Bonus tip: “Utilize your smaller bank for fee-based services such as payroll processing,” says Holt. And let them know how you are supporting them. “When you emphasize to the bank that you are making yourself part of their profit picture, that does help you.”

On the edge

Whatever your funding source, make a good impression by demonstrating a personal understanding of your business finances, advises Keith. “Are you one of the many business owners who are not real strong on the financial side of your business? Seek some continuing education in the topic. Look for workshops at your local community college or [take] online courses.”

And communicate with your banker. “Relationship banking goes both ways,” she says. “A good banker maintains a relationship with you, but you also need to take the initiative. Get in touch early if something is about to happen that may be perceived as negative.”

Being proactive will make you stand out, Keith adds. “Later, when it’s time for the banker to go to bat for you with a loan committee, he or she can say you maintain good business practices and called ahead of time when something was wrong. That can be the difference between ‘no’ and ‘yes.’”


Restructure Your Balance Sheet

Low interest rates mean banks make less money on their loans and are therefore less willing to fund risky ventures. That can be bad for you, the borrower.

But don’t overlook the good side of this: “If you have good cash flow and the right assets to borrow money, now is a good time to refinance and lock in favorable rates for the next five to 10 years,” points out John McQuaig, managing partner of McQuaig & Welk, the Wenatchee, Wash., based management consulting firm (www.mcqw.com).

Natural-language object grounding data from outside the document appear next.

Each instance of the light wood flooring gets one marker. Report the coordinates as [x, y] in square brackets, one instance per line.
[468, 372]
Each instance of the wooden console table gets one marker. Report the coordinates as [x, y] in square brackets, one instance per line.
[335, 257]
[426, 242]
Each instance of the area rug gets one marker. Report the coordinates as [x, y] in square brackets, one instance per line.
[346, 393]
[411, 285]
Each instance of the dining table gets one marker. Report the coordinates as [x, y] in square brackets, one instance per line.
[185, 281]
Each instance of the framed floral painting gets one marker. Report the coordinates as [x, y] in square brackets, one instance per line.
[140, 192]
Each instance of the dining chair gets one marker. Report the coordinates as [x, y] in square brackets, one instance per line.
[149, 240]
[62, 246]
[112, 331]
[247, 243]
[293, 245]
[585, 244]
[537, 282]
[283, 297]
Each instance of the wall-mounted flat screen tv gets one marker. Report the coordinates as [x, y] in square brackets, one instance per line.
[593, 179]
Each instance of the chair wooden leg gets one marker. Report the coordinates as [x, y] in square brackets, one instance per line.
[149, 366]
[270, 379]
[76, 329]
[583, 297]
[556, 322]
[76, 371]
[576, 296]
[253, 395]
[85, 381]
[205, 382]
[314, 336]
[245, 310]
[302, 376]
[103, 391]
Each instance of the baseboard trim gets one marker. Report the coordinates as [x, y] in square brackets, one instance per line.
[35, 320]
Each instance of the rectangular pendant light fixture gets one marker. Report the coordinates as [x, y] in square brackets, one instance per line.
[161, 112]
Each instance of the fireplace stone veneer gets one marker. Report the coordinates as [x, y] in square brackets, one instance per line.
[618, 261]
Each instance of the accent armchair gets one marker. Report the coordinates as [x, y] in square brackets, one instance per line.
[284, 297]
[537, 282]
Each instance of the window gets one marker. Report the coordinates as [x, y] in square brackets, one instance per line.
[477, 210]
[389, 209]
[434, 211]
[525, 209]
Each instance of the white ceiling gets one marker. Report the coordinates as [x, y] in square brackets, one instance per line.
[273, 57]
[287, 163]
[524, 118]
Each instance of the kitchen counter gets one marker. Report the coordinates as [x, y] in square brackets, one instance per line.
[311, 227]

Consider shifting your equity to more favorable collateral to lower your interest payments. For example, if your current loan is against equipment and you own a building, consider moving your equity to the latter if the bank allows it.

Be aware, though, that your building may not support as much lending as a few years ago. Prior to 2008, banks often provided financing of up to 80 percent of a building’s value, says McQuaig. Today, though, they may only provide 65 to 70 percent of the asset value. “That makes a big difference,” he says.


Beware Higher Fees

Because they have fewer vehicles in which to invest their cash, banks are charging higher fees for services such as checking accounts, debit cards, and wire transfers. “All of these charges add up,” says John McQuaig, managing partner of McQuaig & Welk, a Wenatchee, Wash., based management consulting firm (www.mcqw.com). “You need to look at your monthly totals and see what you are paying. Then check around at other banks and see if you can get a better deal.”

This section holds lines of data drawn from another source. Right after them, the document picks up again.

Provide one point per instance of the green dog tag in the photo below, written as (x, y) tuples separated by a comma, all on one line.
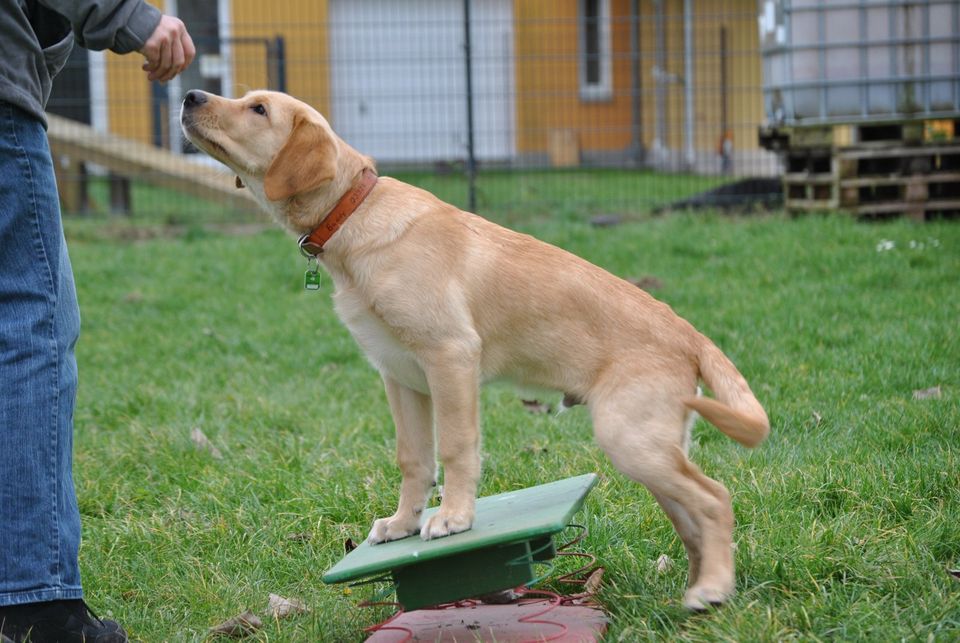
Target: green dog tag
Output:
[(311, 280)]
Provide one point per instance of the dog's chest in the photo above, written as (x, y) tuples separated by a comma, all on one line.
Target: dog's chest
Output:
[(383, 349)]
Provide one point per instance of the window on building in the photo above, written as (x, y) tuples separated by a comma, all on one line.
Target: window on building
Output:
[(595, 68)]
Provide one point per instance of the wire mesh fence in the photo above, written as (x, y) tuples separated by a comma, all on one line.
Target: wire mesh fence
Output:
[(592, 106)]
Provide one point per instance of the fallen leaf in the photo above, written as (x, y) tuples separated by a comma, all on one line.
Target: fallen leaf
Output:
[(932, 393), (606, 220), (535, 449), (237, 627), (300, 536), (592, 585), (664, 564), (202, 442), (536, 406), (281, 607), (647, 282)]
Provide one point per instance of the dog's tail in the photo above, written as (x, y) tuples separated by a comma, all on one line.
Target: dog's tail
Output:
[(736, 410)]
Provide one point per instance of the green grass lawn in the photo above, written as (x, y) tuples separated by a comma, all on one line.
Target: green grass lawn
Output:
[(848, 516)]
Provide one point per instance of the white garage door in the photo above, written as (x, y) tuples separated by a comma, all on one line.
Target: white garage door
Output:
[(398, 78)]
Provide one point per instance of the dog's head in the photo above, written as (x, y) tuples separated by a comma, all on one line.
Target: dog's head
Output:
[(274, 142)]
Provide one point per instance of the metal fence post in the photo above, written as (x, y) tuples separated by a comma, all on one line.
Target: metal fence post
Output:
[(471, 152)]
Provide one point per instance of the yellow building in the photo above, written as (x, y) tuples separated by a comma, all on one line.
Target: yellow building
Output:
[(662, 82)]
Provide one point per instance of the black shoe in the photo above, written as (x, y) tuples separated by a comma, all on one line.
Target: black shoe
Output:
[(57, 622)]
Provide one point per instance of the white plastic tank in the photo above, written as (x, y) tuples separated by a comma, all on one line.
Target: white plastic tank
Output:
[(843, 61)]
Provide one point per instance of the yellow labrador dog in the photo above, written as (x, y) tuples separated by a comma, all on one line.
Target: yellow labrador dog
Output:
[(441, 300)]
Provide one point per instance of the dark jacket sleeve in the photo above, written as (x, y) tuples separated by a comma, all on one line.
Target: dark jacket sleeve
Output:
[(118, 25)]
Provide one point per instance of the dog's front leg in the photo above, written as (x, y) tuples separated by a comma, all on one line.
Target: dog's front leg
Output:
[(416, 458), (454, 388)]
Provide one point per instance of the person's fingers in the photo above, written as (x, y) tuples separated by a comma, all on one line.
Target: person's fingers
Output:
[(168, 51), (163, 62), (149, 52), (176, 60), (189, 49)]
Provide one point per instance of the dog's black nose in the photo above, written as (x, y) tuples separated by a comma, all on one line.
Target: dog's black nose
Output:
[(194, 98)]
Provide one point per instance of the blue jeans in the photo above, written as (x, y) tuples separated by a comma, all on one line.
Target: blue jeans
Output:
[(39, 325)]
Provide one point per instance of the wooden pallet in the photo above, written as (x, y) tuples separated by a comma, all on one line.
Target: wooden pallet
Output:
[(74, 145), (876, 176)]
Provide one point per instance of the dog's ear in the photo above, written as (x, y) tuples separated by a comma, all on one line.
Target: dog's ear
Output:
[(306, 161)]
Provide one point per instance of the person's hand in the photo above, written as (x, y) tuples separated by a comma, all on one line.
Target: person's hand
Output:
[(168, 50)]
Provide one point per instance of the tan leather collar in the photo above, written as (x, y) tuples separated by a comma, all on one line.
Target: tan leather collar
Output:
[(311, 244)]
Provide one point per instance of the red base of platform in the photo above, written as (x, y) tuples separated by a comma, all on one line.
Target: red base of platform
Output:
[(501, 623)]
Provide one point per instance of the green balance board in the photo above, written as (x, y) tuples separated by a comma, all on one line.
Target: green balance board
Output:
[(511, 531)]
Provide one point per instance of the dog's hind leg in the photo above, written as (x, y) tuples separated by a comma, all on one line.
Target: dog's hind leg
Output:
[(416, 458), (642, 433)]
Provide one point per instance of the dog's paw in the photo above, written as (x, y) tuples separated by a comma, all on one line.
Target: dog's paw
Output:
[(392, 528), (701, 599), (445, 523)]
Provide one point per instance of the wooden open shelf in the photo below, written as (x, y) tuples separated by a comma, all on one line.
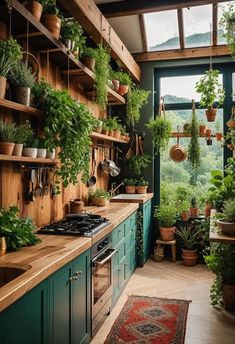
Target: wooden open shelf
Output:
[(103, 137), (23, 159), (19, 107), (42, 40)]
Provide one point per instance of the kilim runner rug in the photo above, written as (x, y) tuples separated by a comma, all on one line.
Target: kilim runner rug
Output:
[(150, 320)]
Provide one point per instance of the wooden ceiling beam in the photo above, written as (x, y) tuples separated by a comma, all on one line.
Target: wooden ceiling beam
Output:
[(189, 53), (95, 24), (127, 8)]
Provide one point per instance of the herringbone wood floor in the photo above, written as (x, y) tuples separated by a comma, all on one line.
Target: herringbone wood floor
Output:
[(205, 324)]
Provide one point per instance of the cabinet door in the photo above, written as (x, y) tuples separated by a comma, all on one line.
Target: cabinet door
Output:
[(60, 306), (25, 322), (81, 308)]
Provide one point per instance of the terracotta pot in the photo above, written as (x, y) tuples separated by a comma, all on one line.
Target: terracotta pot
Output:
[(117, 134), (190, 257), (141, 189), (211, 114), (23, 95), (123, 89), (89, 62), (6, 148), (3, 84), (202, 129), (18, 148), (52, 23), (218, 136), (228, 293), (30, 152), (116, 85), (185, 215), (129, 189), (35, 8), (41, 153), (167, 233), (193, 212)]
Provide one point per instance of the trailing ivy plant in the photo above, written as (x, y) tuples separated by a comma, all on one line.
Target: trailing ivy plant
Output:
[(68, 125), (102, 72), (194, 147), (136, 98)]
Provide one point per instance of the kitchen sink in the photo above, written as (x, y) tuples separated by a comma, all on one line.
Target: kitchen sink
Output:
[(9, 273)]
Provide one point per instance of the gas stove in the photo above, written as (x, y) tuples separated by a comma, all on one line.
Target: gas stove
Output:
[(76, 224)]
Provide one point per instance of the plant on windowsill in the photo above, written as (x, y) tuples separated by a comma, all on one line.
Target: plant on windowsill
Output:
[(211, 92), (221, 261), (10, 54)]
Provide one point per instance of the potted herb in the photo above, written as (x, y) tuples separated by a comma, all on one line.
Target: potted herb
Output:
[(22, 78), (161, 129), (7, 137), (130, 185), (10, 54), (89, 58), (211, 91), (124, 82), (141, 186), (140, 162), (194, 147), (136, 98), (193, 210), (100, 198), (50, 18), (227, 223), (221, 261), (18, 232), (35, 7), (190, 241), (166, 215)]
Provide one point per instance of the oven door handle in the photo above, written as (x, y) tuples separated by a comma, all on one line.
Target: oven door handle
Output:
[(102, 262)]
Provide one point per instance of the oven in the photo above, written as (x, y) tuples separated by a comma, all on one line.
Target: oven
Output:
[(102, 283)]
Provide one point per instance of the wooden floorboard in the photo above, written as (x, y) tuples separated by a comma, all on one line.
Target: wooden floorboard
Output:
[(205, 324)]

Avoid fees for insufficient funds by becoming knowledgeable about your bank’s check clearance policy. “Be aware that money we deposit is being held longer than it was back in the ’90s,” says Marilyn J. Holt, a Seattle-based management consultant (www.holtcapital.com). “Today, there is often a three or four-day hold on a deposited check. That means you can’t put money in a bank and write a check on it. You need to be sure you give yourself enough time before writing a check on money that is still pending.

“When a small bank knows you and trusts you, they may be more willing to pull the pending status off of checks you have recently deposited—particularly if the checks are from a known source,” says Holt. “This kind of flexibility can make a big difference to your business.”

Here’s one spot of good news: Loan fees are typically lower than ever. “There is an opportunity to negotiate fees in today’s competitive market,” says McQuaig. “Closing fees before the recession were running at some 1 to 2 percent of the loan amount; today I have seen them as low as zero to one half percentage point.”